The film takes place in Sweden around the turn of the twentieth century. Fredrik Egerman is a middle-aged lawyer married to a 19-year-old beauty, Anne. Their two-year marriage is still unconsummated, due to Anne's reluctance. Egerman has a son, Henrik, from his marriage to his late first wife. Henrik is in his early twenties and is studying to be a minister but is currently tormented by his love for his step-mother, who secretly loves him in return. Henrik is distracting himself from his urges by attempting an inconclusive affair with Egerman's lusty young servant, Petra.
Between his two marriages, Fredrik had an affair with a prominent stage actress, the beautiful Desiree Armfeldt, but she broke off the relationship. Desiree now has a young son named Fredrik Armfeldt, born shortly after her affair with Fredrik Egerman. (It is implied, but never directly stated, that little Fredrik Armfeldt is the son of Egerman.) Desiree is now having an affair with an army officer, Count Carl-Magnus Malcolm. The Count's wife, Charlotte, is an old friend of Egerman's second wife Anne.
Egerman goes to see Desiree one night to pour out his marital troubles to her and ask for her help. He falls into a puddle outside Desiree's house, and Desiree dresses him in the Count's nightshirt. The violently jealous Count shows up and orders Egerman to leave. After Egerman goes, the Count and Desiree argue and subsequently decide to part amicably. When the Count returns home, he tells Charlotte about the encounter and orders her to tell Anne about Egerman's supposed infidelity (though no infidelity actually occurred). When Charlotte visits Anne, she confesses that she loves the Count despite everything, and would do anything to be loved in return.
To solve these woes, Desiree has her mother invite all the characters to her country house for Midsummer Night, the shortest night of the year, a traditional observance in Sweden, when many party-goers stay awake all night until dawn. Desiree and Charlotte become temporary allies. Henrik and Anne, unexpectedly finding themselves alone together in a bedroom, consummate their relationship and elope with the assistance of Petra and her new lover Frid, another servant. Charlotte then joins Egerman in the garden pavilion. Learning his wife is with Egerman, the Count bursts in and challenges Fredrik to a game of Russian roulette. Egerman loses, but the Count had loaded the revolver with soot so neither party was ever in danger. The Count reunites with his wife, his feelings for her renewed by his jealousy. Desiree comforts Egerman, and he asks her not to leave him. The dilemmas of the four pairs of lovers appear to be happily resolved in the course of a night, said by Frid to have smiled three smiles upon them all.
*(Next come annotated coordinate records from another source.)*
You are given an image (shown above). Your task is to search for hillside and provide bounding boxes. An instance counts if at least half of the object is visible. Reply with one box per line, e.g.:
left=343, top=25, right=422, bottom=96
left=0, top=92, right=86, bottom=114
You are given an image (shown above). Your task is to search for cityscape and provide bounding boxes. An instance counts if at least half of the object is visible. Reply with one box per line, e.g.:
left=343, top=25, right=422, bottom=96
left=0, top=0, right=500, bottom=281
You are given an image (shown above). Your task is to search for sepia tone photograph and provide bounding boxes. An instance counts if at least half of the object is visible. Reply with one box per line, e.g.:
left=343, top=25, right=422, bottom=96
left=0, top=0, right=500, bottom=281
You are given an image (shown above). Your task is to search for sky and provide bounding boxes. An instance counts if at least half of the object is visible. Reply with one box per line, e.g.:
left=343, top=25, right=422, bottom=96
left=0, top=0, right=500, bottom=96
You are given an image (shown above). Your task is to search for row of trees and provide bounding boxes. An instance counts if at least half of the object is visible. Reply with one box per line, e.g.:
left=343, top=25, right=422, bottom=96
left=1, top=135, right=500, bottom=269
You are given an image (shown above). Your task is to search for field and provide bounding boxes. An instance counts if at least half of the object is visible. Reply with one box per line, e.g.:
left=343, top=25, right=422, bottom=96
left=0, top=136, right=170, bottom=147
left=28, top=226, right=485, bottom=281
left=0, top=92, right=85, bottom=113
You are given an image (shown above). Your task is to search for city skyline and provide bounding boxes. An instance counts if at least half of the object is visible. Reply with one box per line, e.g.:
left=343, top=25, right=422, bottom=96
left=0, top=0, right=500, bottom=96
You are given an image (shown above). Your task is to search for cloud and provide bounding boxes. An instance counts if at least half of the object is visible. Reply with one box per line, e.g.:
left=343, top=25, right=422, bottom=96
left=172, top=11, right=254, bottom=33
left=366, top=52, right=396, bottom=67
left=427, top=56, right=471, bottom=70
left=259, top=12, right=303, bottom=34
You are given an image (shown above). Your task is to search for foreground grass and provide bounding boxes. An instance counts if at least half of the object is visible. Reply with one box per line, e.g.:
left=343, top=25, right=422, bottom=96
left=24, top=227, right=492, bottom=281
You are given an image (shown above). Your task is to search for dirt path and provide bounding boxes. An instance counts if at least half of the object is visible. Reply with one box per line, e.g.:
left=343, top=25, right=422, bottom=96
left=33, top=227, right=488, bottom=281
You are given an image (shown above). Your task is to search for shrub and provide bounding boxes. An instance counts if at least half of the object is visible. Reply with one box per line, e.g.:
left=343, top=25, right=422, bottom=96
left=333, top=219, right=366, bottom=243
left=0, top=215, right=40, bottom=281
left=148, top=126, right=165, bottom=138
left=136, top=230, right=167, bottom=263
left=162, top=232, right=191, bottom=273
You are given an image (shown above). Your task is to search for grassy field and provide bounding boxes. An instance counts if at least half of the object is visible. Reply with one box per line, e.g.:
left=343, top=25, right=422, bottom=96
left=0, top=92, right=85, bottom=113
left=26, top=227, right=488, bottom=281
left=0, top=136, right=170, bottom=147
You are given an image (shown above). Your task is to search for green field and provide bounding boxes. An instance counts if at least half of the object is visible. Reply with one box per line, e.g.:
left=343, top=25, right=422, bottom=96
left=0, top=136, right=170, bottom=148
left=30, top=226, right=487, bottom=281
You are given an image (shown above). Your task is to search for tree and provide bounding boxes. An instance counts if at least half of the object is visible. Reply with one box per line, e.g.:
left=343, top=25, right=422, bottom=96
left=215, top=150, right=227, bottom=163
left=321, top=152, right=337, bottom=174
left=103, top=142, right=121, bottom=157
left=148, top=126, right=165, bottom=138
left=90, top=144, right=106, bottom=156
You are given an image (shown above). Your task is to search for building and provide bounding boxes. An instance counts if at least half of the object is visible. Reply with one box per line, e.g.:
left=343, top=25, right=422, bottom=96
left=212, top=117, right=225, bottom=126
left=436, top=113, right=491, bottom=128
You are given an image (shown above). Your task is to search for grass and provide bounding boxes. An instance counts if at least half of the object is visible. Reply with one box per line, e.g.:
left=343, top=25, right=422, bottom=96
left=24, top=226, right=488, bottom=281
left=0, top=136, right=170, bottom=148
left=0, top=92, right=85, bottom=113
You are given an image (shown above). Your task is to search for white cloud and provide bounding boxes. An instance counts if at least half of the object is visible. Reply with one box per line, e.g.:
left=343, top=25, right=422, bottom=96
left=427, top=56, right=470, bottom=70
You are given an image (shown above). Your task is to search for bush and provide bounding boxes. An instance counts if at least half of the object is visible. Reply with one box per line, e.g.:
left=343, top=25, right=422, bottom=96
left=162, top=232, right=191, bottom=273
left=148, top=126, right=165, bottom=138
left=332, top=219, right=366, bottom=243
Smiles of a Summer Night was filmed on location at Jordberga Castle in Scania and at Svensk Filmindustri's Filmstaden in Råsunda, Stockholm, beginning on 28 June 1955 and completing on 29 August, except for two additional days in November 1955.[3]
Release
The film premiered at the Red Mill (Swedish: Röda Kvarn) cinema in Stockholm on 26 December 1955.[3]
Reception
Smiles of a Summer Night opened to highly positive reviews[4] and is viewed favorably today. The film ranked sixth on Cahiers du Cinéma's Top 10 Films of the Year List in 1956,[5] and won the Bodil Award for Best European Film in 1957.[6] It was nominated for a BAFTA Award in Best Film From Any Source category in 1957. It has a 100% approval rating on Rotten Tomatoes.[7] In 1996, Smiles of a Summer Night was included in Movieline Magazine's "100 Greatest Foreign Films".[8] The film was included in film critic Roger Ebert's list of "The Great Movies" in 2012 who gave it four stars out of four.[9] Film critic Pauline Kael called the film "a nearly perfect work", writing "The film is bathed in beauty, removed from the banalities of short skirts and modern-day streets and shops, and removed in time, it draws us closer."[10] In 2012, the film was voted at number twenty in the 25 best Swedish films of all time by a poll of 50 film critics and academics conducted by film magazine FLM.[11]
When Stanley Cavell saw Smiles of a Summer Night, he was so affected that he returned home and wrote about it the rest of that night. The experience led him to explore the intersection between his field, philosophy, and film.[12]